This method should return an array that looks like...

[ 6
, -3
, 3
, 3 ]

5. Pick only the best pairs

We need to then store the index with the score so that we can sort on score without losing the index. Sort the cumulative scores in order we create a list of the indices indices... 

# Sort pairs by score retaining the index to the pair
arr = sorted([(i, cumulative[i]) 
    for i in range(0, len(cumulative))], 
    key=lambda item: item[1])

It looks like...

[ (1, -3)
, (2, 3)
, (3, 3)
, (0, 6) ]

Pick the top scoring items deleting the excluded items as we go, this way we retain the best pairs and discard the worst...

def get_best_pairs(a, b):
    pairs = get_pairs(a, b)
    excludes = get_pairs_excluded_by_pairs(pairs)
    scores = get_pairs_scores(pairs, a)
    cumulative = get_cumulative_scores_for_pairs(pairs, excludes, scores)

    # Sort pairs by score retaining the index to the pair
    arr = sorted([(i, cumulative[i]) 
        for i in range(0, len(cumulative))], 
        key=lambda item: item[1])

    # Work through in order of scores to find the best pair combination
    top = []
    while len(arr):
        topitem = arr.pop()
        top.append(topitem[0])

        # Remove the indices that are excluded by this one
        arr = [(i, score) 
            for i, score in arr 
                if i not in excludes[topitem[0]]]

    # Sort the resulting pairs by index
    return sorted([pairs[i] for i in top], key=lambda item: item[0])

Our top list would look like, where the pair with the index 1 has been dropped because it was low scoring and excluded by higher scoring pairs...

[ (0, 0)
, (1, 2)
, (2, 3) ]

6. Build the result

Sort the selected pairs and build the result by incrementing each index to the next pair.
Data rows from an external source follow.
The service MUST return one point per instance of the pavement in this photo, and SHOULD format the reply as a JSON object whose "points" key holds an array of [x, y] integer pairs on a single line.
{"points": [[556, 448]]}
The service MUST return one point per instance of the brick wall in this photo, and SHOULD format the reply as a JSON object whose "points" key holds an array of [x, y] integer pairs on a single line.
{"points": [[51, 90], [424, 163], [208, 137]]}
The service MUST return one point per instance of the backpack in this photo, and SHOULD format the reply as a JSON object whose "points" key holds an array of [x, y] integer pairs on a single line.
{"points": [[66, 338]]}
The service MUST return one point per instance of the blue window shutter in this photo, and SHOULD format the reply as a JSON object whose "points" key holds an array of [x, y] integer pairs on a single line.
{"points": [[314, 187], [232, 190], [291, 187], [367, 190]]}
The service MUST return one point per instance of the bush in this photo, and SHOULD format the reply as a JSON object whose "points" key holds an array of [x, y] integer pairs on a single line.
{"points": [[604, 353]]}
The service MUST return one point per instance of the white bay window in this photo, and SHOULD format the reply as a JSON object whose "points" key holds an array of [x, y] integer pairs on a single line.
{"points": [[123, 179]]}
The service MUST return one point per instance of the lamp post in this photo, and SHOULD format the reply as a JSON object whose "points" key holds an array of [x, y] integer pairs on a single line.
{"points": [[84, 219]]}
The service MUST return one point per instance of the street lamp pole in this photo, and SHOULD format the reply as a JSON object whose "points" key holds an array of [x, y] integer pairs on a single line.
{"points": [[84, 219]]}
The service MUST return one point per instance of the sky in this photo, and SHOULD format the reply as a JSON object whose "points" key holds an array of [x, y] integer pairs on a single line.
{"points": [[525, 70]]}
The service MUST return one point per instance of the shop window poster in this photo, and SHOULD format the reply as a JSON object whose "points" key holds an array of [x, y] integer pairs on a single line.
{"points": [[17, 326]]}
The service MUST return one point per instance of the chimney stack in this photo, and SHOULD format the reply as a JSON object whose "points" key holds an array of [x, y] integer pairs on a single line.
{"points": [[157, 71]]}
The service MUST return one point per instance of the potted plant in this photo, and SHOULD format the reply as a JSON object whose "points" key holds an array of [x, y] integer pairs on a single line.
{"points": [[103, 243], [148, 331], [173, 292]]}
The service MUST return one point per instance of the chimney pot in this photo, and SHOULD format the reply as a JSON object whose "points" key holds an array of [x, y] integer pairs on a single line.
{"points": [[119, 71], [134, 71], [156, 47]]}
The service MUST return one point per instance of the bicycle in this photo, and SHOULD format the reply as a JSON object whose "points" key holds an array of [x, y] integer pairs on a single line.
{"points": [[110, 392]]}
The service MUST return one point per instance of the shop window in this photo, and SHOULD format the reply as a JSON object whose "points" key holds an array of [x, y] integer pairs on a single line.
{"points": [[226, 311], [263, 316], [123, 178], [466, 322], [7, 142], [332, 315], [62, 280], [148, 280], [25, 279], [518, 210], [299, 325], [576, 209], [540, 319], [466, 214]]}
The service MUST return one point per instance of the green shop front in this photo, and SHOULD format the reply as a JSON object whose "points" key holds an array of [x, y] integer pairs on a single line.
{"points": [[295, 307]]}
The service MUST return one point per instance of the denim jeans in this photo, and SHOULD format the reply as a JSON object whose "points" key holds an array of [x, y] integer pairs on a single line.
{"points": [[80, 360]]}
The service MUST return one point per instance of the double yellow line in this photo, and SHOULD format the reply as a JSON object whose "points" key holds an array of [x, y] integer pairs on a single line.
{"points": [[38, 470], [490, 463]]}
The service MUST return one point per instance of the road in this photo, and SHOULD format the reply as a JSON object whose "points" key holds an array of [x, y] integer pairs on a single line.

When we run out of pairs increment until we reach the end of each list...

def get_indexes_for_best_pairing(a, b):
    pairs = get_best_pairs(a, b)
    result = [];
    i = 0
    j = 0
    next = None
    pair = None
    while True:

        # This is the first loop or we just dropped a pair into the result
        # vector so we need to get the next one
        if next == None:

            # Get the next pair and we will increment the index up to this
            if len(pairs):
                next = pairs.pop(0)
                pair = next

            # No more pairs increment the index to the end of both lists
            else:
                next = (len(a), len(b))
                pair = None

        # We increment the index of the first list first
        if i < next[0]:
            result.append((i, None))
            i += 1

        # We increment the index of the second list when first has reached
        # the next pair
        elif j < next[1]:
            result.append((None, j))
            j += 1

        # If both indexes are fully incremented up to the next pair and we
        # have a pair to add we add it to the result and increment both
        # clearing the next parameter so we get a new one next time around
        elif pair != None:
            result.append((pair[0], pair[1]));
            i += 1
            j += 1
            next = None

        # We reached the end
        else:
            break
    return result

And finally our result would look like...

[ (0, 0)
, (None, 1)
, (1, 2)
, (2, 3)
, (3, None) ]